探索中の者たちにも特に何も知らされなかったので、たいていは、余所の隊の様子を知ろうとイリアエルの心を探った時に初めて異変に気が付くことになった。ただ、気が付いたとしても事の経緯を詳しく聞くことができた隊は僅かで、多くは断片的な情報しか得られなかった。
一方で、イリアエル自身は他のだれの心を読むこともせず一人歩き続けていた。もちろん、自分の噂がすぐに広まることは分かっていたが、知ったことではないと思った。こうしてみると、互いに心が読めるこの世界においても一人になることは不可能ではなかったのだ、などと思ったりもした。イリアエルにとって、他人の干渉から解放されたという気分はとても新鮮だった。
「……思えば、俺はいつもナモクを気にして生きていた。それはもちろん敬意と善意からであったが、しかしそうやって依存していたことは事実だ。ナモクだけではない。俺はいつも周囲の他のだれかを必要としていた気がする。
もちろん人はだれでも他人を必要としている。だが、そうではない。

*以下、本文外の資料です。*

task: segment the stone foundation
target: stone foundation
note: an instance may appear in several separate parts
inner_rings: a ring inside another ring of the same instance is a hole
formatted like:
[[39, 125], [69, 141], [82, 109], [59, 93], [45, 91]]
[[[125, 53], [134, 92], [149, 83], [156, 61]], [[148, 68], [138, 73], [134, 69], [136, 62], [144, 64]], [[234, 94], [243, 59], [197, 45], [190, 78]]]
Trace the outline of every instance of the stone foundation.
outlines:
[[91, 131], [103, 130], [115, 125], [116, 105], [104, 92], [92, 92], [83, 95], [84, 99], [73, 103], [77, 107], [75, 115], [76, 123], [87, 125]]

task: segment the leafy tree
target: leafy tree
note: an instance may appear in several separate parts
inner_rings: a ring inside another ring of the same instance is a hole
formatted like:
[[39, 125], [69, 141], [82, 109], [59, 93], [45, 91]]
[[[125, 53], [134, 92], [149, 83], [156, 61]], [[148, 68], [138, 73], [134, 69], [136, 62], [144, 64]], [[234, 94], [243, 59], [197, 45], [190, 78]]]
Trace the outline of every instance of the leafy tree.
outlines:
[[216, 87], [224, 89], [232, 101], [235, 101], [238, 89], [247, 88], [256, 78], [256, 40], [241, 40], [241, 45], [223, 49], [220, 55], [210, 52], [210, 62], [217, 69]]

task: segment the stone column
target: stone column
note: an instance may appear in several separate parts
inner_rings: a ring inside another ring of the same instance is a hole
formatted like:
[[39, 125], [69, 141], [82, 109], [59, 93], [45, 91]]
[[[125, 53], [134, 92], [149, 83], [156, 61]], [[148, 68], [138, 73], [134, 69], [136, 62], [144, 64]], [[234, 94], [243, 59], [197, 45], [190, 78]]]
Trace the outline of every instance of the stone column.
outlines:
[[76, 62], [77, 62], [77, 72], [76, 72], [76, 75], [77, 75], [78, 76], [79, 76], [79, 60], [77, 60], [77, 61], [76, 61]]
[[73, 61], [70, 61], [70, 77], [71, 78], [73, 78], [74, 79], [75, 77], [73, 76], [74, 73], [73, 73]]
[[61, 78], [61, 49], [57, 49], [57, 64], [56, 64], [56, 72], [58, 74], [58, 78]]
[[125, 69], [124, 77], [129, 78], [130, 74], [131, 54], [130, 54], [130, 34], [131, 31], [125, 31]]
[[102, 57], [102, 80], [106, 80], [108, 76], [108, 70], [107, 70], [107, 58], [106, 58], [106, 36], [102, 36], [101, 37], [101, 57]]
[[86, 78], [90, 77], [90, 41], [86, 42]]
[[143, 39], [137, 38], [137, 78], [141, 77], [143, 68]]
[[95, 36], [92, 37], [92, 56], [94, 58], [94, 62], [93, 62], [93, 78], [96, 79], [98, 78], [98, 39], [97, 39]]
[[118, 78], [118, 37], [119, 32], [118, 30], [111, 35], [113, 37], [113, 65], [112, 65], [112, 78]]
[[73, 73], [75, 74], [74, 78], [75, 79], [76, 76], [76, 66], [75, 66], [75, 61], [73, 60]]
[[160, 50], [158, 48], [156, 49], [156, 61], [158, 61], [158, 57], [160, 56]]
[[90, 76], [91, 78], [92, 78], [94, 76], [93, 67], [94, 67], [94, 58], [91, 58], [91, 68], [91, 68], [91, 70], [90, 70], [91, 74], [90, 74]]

そういう意味ではなく、俺はだれかの目、だれかの心を通してしか自分を感じることができなかったのだ。つまり、俺の中には何にもない……
多くの人間が実際そうなのかもしれない。だが、少なくともナモクはどうだ? ナモクは、きっと俺とは真逆の傾向を持っているのだ。だからこそ俺はあいつに魅かれ、あいつを追い続けたのか。
それに、ナモクだけではない。ではタミルノはどうだ? タミルノは一見、いつでも他人の心配をし、周囲への配慮を欠かさず、人のために動くことを厭わない男だ。しかし、それはきっと俺のとは違う。タミルノは、本質的には俺ではなくナモクのほうに似ている。そんな気がしていた。
そう言えば……あの、マセルという男。あいつも」
イリアエルは浮かぶに任せて思いに耽りながら、きっとだれかしら自分の考えていることを読んでいるだろうと思った。しかし、そんなことを気にするのはもうやめようと考えた。そんなことだからだ。そんなことだから俺は空虚なのだ。
赤土色の地面にずっと伸びている溝を頼りに歩き続けた。この、大地に描かれた一本の線のような長い溝は、探索隊がそこを通る時にずっと引いて行ったものだ。こうやって、各隊の最後尾が掘削槌を地面に引きずりながら進む。この方法を発案したのも実はイリアエルであった。
「俺は、俺は会衆のために、統治のために……だれも本当は俺を必要としていなかったのか? ナモクも。俺はずっとあいつの役に立っているつもりだったのに。いやむしろ、俺がいなければナモクは……」
一気に矛盾したような思考が現れてイリアエルは一人昂ぶっていた。それでもとにかく歩いた。
「逃避……俺が今やっていることは逃げだ。しかし逃げでもいい。そうだ。逃げて何が悪い。だれも本気で生きてはいない。俺だけが自分に重荷を課すなんて馬鹿げている」
身体が疲れを感じるまで、とにかくこの道を歩き続けよう。この線を辿って行けば、いずれどれかの拠点に辿りつくはずだから迷う心配はない。それに、イリアエルは各隊から送られてくる情報をもとに自分で作った拠点の配置図も持っている。これを頼りにタミルノのいる新たな天光源を目指すつもりでいた。